Cerca de la granja había una pradera en la que pacían las vacas. Todas las tardes, el viejo Lüders metía a las reses en el establo con las palabras, casi ininteligibles para ellos,

vaca jei. Claudia imitaba casi a la perfección al viejo granjero pese a la tesitura de su voz. Clara nunca olvidaría a Claudia, a los cinco años, corriendo por la valla mientras pronunciaba las palabras

vaca jei y al rebaño de vacas trotando trabajosamente y resoplando tras ella. El viejo Lüders no sabía si enfadarse o reírse, pero al final se decidió por lo último.

«No puedes pitorrearte así de las vacas», la había reprendido entonces Clara en su papel de hermana mayor. Y Claudia la había mirado asombrada, como si lo que hacía fuera lo más natural del mundo.

«¿Por qué?», había preguntado.

Los niños tenían una manera especial de preguntar por qué.

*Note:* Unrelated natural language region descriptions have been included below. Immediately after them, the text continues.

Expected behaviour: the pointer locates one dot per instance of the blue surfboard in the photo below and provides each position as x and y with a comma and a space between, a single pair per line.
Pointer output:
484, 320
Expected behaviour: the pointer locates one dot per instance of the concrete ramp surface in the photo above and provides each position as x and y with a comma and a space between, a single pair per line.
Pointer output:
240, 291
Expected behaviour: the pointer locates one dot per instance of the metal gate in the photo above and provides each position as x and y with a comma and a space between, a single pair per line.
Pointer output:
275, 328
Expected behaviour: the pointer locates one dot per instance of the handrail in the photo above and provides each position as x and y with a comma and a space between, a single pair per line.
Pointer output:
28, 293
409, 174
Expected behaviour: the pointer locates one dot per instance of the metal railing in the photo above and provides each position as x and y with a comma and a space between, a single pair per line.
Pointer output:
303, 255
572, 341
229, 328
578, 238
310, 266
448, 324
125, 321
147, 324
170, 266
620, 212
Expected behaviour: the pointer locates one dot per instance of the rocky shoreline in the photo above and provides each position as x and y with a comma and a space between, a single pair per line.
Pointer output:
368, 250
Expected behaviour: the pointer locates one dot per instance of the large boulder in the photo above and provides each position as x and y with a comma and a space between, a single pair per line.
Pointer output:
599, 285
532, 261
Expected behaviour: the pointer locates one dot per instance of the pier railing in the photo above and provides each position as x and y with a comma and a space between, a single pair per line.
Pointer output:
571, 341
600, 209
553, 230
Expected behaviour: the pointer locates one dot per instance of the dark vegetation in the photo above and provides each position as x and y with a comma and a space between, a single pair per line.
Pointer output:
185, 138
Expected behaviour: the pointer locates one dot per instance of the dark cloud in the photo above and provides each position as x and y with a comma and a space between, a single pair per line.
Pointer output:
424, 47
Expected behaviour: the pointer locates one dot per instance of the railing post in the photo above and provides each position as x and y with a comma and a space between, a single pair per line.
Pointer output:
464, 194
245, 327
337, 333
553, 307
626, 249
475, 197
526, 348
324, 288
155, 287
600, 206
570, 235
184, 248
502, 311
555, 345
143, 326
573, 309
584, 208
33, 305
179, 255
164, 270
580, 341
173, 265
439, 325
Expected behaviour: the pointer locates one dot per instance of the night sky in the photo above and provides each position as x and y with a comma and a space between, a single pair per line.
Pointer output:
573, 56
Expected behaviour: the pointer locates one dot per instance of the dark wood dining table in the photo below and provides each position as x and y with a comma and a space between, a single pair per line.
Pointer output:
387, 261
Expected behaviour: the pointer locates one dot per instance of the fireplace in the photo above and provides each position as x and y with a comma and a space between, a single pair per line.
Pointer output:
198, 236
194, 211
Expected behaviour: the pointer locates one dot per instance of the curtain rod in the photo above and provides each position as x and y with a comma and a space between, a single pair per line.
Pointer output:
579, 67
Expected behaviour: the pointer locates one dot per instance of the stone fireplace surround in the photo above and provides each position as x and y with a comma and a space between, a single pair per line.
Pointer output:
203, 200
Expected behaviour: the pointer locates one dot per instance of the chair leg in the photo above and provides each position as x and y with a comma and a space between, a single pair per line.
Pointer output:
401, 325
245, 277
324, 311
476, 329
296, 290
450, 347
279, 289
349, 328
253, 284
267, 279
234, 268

Con curiosidad, pero también con una pizca de indignación y enfado porque el mundo imponga miles de limitaciones a su despreocupada vida.

Cuanto más reflexionaba Clara sobre todo aquello, tanto más percibía y valoraba la infinita franqueza y la auténtica curiosidad con las que los niños descubrían el mundo, la alegría con la que construían castillos en el parque de arena, o cómo lloraban cuando el mundo los entristecía; una tristeza que los cínicos adultos ya no podían sentir.

«A quien los dioses favorecen muere joven», solía decir el viejo Lüders.

Clara se secó las lágrimas y entró en su despacho.